# Controlling Props



## Catbert (Jul 20, 2007)

I plan on having the TCT and a leaping loafer in my yard this year, but I can't decide what to control them with. I'm not even sure what all the options are. I don't really want to have motion sensor because it might not get all the people that walk just out of reach of the sensor, yet I also do not want to have to sit there watching the props all night. Any information would be appreciated. Uh oh the stress, the stress


----------



## Death Master (Jul 1, 2007)

Ok, Now for a controller is a matter of what is available to you and what you feel comfortable doing, I use a lot of PLC control but thats out of the realm for a lot of people, there is also prop-1 a very good controller from the guys at EFX-TEK, and then there is the Pico boo, Key banger,I/O geek, Gilderfluke Mini Brick,Cowlacious Pet, Terror by Design, VSA, Midi, It all depends on what you want to do,how you want to do it ,and how much you are willing to pay,all are factors. You could also just use relays and timers to control your props. As for the sensors you could use a PIR, its got a lot of range and a lot of them are adjustable so you could get the people you might think that are out of reach of the sensor, and there are many other types of sensors you could use like microwave, ultrasonic, photo eye,proximity, floor mat, and many more. You have to figure out things like how far do I want to sense if someone is near and what you want your prop to do when it is trigged. Hope this doesn't stress you out more.


----------



## dave the dead (Jan 31, 2007)

Catbert said:


> I plan on having the TCT and a leaping loafer in my yard this year, but I can't decide what to control them with. I'm not even sure what all the options are. I don't really want to have motion sensor because it might not get all the people that walk just out of reach of the sensor, yet I also do not want to have to sit there watching the props all night. Any information would be appreciated. Uh oh the stress, the stress


The simplest way to trigger a prop and get the exact timing that you want is by a remote switch. I have my TCT (and other pneumatic props)on a remote that is sold for exterior lights (Xmas display, typically)....it just plugs in and you can press the remote button to trigger the prop......
I know this doesn't solve your issue of not wanting to sit there watching the props all night, but when you start seeing the reactions of the folks you are scaring it just doesn't seem to matter....


----------



## Hellspawn (Oct 13, 2006)

dave the dead said:


> The simplest way to trigger a prop and get the exact timing that you want is by a remote switch. I have my TCT (and other pneumatic props)on a remote that is sold for exterior lights (Xmas display, typically)....it just plugs in and you can press the remote button to trigger the prop......
> I know this doesn't solve your issue of not wanting to sit there watching the props all night, but when you start seeing the reactions of the folks you are scaring it just doesn't seem to matter....

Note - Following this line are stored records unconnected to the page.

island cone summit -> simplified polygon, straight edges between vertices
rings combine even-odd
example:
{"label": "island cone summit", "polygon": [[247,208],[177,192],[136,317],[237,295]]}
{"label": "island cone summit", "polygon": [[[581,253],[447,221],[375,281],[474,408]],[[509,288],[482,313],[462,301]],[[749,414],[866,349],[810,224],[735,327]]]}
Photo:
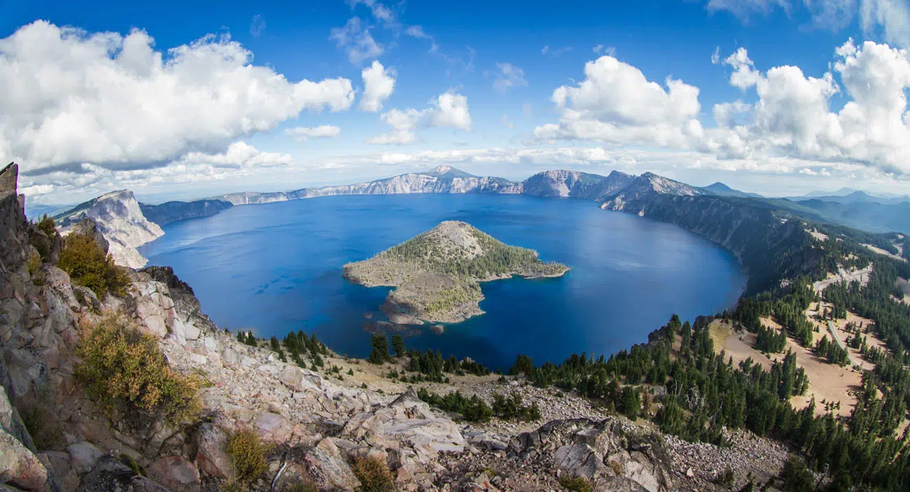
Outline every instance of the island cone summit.
{"label": "island cone summit", "polygon": [[414,239],[344,267],[345,278],[367,287],[395,287],[382,309],[396,323],[459,322],[482,314],[479,282],[559,277],[569,270],[537,251],[508,246],[470,224],[447,221]]}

I controlled my props this way last year, it worked out really well, except for the fact that our ToT's were few and far between, I left everything out and would go in the house to be with friends, come out a min or two later with the realization that I had missed a group.

If you had a steady stream of ToTs to keep you entertained, a remote works awesome, otherwise a mat switch or another one of the suggestions above would be better.


----------



## Catbert (Jul 20, 2007)

dave the dead said:


> The simplest way to trigger a prop and get the exact timing that you want is by a remote switch. I have my TCT (and other pneumatic props)on a remote that is sold for exterior lights (Xmas display, typically)....it just plugs in and you can press the remote button to trigger the prop......
> I know this doesn't solve your issue of not wanting to sit there watching the props all night, but when you start seeing the reactions of the folks you are scaring it just doesn't seem to matter....


Yeah, I decided to do that right after the first post, Sorry for not updating.


----------